0

As per business functionality we need to read multiple excel files(both .xls and .xlsx format) at different locations in a multi thread environment. Each thread is responsible for reading a file. In order to test the performance, we have created 2 file sets in both .xls and .xlsx formats. One file set has just 20 row data while other file set contains 300,000 row data. We are able successfully read both files in .xls formats and load data into the table. Even for 20 row data .xlsx file, our source code is working fine. But when the execution flow starts reading .xlsx file, application server is terminated abruptly.

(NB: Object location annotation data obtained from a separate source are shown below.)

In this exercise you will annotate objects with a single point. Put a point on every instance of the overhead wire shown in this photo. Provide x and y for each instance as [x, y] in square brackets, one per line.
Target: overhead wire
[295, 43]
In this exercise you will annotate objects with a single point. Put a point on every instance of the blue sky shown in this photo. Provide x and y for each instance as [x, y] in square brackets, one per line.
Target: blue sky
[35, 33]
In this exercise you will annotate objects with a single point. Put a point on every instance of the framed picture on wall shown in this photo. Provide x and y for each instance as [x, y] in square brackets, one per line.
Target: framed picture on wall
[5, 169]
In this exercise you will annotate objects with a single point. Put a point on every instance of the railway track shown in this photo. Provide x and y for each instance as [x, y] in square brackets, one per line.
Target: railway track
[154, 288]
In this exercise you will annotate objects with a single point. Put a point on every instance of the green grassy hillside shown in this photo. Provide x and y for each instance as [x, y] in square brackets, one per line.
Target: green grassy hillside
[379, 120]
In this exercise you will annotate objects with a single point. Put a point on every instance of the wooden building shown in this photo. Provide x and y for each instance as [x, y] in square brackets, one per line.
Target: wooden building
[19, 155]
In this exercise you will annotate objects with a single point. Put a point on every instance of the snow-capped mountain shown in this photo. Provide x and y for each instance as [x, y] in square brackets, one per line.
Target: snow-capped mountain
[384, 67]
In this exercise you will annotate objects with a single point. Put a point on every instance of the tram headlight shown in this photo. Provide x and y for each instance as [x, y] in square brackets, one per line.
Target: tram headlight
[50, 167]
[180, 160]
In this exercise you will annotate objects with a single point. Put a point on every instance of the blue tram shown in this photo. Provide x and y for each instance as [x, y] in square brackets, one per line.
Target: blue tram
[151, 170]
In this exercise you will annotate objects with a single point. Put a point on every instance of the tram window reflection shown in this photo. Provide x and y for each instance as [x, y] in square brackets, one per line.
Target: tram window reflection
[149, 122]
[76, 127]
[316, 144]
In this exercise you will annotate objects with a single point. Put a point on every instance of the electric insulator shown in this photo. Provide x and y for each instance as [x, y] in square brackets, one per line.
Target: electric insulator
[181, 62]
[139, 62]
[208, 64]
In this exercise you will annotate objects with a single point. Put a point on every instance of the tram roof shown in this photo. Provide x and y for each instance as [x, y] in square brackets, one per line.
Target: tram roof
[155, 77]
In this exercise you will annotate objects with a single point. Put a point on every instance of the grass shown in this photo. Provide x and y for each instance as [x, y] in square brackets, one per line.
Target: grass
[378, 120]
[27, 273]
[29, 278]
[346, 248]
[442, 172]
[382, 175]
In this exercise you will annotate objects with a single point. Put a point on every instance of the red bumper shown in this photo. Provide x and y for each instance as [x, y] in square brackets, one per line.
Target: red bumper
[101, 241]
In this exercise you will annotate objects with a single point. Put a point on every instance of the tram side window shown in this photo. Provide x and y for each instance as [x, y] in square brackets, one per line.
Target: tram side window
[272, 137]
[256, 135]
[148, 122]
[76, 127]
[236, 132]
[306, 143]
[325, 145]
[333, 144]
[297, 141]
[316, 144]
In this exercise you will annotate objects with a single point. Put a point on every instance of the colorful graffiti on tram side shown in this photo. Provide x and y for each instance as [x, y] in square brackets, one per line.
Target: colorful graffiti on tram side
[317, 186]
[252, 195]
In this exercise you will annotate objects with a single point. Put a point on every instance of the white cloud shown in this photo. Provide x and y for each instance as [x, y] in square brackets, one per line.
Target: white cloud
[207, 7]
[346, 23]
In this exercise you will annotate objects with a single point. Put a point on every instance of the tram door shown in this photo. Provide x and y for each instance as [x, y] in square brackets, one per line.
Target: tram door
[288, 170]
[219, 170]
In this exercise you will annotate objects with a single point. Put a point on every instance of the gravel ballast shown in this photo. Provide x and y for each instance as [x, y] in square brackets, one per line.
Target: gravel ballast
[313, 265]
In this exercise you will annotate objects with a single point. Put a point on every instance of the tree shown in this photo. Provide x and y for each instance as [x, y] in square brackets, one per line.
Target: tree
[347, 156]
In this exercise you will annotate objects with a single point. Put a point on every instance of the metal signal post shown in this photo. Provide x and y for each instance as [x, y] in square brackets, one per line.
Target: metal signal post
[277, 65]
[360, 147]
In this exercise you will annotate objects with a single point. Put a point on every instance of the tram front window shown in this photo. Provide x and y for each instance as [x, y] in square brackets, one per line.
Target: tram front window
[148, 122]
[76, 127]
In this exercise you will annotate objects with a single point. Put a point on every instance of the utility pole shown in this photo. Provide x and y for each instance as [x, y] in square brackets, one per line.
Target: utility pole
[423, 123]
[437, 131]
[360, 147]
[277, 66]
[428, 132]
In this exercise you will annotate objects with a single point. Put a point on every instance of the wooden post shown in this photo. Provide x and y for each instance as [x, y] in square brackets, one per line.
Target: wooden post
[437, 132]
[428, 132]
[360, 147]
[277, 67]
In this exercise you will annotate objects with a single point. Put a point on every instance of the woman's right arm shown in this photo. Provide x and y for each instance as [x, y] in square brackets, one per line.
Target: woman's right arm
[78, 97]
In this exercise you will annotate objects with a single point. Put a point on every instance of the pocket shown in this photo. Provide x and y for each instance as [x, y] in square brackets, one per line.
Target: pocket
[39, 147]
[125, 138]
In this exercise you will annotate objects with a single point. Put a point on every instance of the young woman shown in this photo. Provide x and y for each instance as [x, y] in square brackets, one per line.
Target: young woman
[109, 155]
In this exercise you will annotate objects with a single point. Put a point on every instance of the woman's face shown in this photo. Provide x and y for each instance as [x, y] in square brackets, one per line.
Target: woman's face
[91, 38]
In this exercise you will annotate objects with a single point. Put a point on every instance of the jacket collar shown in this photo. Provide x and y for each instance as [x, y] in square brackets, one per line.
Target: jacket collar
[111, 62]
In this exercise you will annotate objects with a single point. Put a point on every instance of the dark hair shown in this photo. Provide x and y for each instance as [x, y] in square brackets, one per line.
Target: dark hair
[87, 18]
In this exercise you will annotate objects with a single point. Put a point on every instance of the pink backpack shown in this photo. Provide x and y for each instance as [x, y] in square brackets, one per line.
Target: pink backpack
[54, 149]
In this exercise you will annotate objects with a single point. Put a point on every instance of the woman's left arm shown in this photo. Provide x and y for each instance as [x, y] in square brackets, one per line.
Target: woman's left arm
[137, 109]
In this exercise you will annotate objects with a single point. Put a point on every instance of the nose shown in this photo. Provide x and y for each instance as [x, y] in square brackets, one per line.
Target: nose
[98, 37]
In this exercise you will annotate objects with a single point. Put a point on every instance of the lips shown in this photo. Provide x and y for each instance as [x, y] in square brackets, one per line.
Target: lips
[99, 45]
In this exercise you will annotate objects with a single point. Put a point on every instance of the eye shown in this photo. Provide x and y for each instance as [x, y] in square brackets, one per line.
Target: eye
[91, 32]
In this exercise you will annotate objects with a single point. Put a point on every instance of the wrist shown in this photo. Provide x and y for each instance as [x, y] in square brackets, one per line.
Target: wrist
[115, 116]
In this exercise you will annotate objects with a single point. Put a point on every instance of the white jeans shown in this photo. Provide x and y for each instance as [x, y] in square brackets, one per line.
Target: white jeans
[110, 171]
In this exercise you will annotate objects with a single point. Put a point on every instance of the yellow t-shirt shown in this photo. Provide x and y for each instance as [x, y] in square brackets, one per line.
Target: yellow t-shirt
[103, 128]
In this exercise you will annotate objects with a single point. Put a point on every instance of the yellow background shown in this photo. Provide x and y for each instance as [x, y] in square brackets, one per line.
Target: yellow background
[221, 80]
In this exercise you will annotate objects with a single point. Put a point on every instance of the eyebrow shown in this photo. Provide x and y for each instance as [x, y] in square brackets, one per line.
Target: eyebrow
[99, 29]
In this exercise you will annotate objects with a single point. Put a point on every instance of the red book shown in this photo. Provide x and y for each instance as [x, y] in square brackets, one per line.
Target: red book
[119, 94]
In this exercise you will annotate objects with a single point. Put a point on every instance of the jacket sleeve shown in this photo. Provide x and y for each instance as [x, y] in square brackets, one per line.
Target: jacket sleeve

When I started tracing down the issue, I have been facing a strange issue while creating XSSFWorkbook instance.Refer the code snippet below:

OPCPackage opcPackage = OPCPackage.open(FILE);
System.out.println("Created OPCPackage instance.");
XSSFWorkbook workbook = new XSSFWorkbook(opcPackage);
System.out.println("Created XSSFWorkbook instance.");
SXSSFWorkbook sxssfWorkbook = new SXSSFWorkbook(workbook, 1000);
System.out.println("Created SXSSFWorkbook instance.");[/code]

Output

Process XLSX file EXCEL_300K.xlsx start.
Process XLSX file EXCEL.xlsx start.
Created OPCPackage instance.
Created OPCPackage instance.
Created XSSFWorkbook instance.
Created SXSSFWorkbook instance.
Process XLSX file EXCEL.xlsx end.

For larger file set the execution hangs at XSSFWorkbook workbook = new XSSFWorkbook(opcPackage); causing heap space issue. Please do help me to fix this issue.

Thanks in advance.

Thanks,

Sankar.

  • This can either be an error in the library which leads to an endless loop (which will end in an OOME no matter what you do) or perhaps memory is simply to terse. Did you try to increase memory or did you monitor the growth of consumed memory ? – Marged Jul 02 '15 at 13:30
  • 1. I am using Apache POI -3.10 library for the above implementation. – Sankara Sarma Jul 02 '15 at 14:03
  • Great information. And what about the questions regarding memory ? How about updating to 3.12, there were a lof of fixes between 3.10 and 3.12 http://poi.apache.org/changes.html ? – Marged Jul 02 '15 at 14:04
  • 2. I have allocated maximum limit that JVM can use as 1.5 GB . I guess memory is not an issue because I am able to read 300,000 rows in .xls format. 3. We have a memory trace mechanism in place and observed that memory consumed by the process increased by time. By any chance is there any issue with the Apache POI library version that I am using? – Sankara Sarma Jul 02 '15 at 14:12
  • There were many issues, look at the changes made. If your problems still exists after updating to 3.12 you should file a bug. – Marged Jul 02 '15 at 16:42
  • @Marged Yes, that would be my next course of action on this problem. – Sankara Sarma Jul 02 '15 at 17:11
  • 1
    Did you [try following the "too much memory" instructions in the Apache POI FAQ](http://poi.apache.org/faq.html#faq-N10109)? – Gagravarr Jul 02 '15 at 17:27

1 Answers1

0

After trying lot of solutions I found out that processing XLSX files require huge memory. But using POI 3.12 library has multiple advantages.

  1. Processes excel files faster.
  2. Has more API's to handle excel files like closing a working book, opening a excel file using File instance etc.